The content of sulfate ions in the carrier was measured by a combustion method with a sulfur analyzer (CS844, manufactured by LECO Corporation) using a previously ground measurement sample.

<Method for Measuring Differential Pore Volume Distribution of Carrier>

About 3 g of a measurement sample was collected in a porcelain crucible, heated at a temperature of 500° C. for 1 hour, then placed in a desiccator and cooled to room temperature to obtain a sample for measurement, and then the differential pore volume distribution was measured by mercury intrusion porosimetry (PoreMaster GT-60, manufactured by Quantachrome Corporation, contact angle of mercury: 150°, surface tension: 480 dyn/cm).

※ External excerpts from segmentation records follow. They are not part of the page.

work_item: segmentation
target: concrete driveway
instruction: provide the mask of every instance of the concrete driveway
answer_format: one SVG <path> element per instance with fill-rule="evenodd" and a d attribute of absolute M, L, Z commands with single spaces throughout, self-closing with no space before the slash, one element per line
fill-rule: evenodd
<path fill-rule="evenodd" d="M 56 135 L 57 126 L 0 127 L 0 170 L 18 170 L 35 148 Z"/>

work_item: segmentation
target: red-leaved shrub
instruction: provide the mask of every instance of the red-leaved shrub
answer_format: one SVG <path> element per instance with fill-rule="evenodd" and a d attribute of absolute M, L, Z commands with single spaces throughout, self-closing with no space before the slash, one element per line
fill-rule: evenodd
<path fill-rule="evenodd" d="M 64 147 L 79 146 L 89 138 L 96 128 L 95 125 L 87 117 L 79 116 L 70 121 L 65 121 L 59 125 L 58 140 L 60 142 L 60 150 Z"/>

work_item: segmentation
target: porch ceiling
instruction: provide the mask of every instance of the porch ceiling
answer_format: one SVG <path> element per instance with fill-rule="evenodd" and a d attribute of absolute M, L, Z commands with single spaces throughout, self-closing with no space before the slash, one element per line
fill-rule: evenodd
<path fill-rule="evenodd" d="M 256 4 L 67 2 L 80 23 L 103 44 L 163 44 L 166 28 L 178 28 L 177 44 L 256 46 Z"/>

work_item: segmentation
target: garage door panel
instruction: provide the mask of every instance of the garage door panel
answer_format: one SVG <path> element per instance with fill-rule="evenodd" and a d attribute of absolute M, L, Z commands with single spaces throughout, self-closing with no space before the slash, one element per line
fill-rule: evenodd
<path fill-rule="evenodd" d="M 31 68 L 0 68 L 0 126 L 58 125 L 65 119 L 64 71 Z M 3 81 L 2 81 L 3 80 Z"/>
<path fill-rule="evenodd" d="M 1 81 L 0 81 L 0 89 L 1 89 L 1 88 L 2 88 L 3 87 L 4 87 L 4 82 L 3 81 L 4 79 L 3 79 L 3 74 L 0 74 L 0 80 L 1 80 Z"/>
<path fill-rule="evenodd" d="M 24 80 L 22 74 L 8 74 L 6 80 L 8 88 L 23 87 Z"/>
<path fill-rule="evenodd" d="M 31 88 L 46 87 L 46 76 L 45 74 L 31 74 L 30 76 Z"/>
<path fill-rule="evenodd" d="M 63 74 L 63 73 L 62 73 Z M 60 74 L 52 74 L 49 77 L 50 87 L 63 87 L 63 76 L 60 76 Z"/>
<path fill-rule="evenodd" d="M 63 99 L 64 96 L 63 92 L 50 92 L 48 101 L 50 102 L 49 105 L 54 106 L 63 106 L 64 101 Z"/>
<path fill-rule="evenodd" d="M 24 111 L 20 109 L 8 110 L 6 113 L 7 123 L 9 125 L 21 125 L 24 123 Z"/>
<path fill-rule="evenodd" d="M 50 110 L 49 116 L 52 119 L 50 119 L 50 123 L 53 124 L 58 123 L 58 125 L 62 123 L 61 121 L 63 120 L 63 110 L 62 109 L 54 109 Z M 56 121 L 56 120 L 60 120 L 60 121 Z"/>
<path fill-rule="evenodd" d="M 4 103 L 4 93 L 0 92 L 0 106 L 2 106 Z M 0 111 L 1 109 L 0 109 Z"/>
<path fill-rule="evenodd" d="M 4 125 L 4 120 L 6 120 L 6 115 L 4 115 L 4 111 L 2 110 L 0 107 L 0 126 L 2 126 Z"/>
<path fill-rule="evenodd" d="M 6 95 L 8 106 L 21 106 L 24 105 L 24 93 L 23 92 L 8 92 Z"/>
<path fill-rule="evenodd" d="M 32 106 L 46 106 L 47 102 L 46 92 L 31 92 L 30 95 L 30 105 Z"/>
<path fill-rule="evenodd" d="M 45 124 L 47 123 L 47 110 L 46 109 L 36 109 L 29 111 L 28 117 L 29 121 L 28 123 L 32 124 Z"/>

<Method for Measuring Pore Volume of Carrier>

About 30 g of a measurement sample was collected in a porcelain crucible, heated at a temperature of 500° C. for 1 hour, then placed in a desiccator and cooled to room temperature to obtain a sample for measurement, and then the pore volume was measured by a pore-filling method with water.

<Method for Measuring Pressure Resistance Strength of Carrier>

The pressure resistance strength of the carrier was measured with a Kiya hardness tester.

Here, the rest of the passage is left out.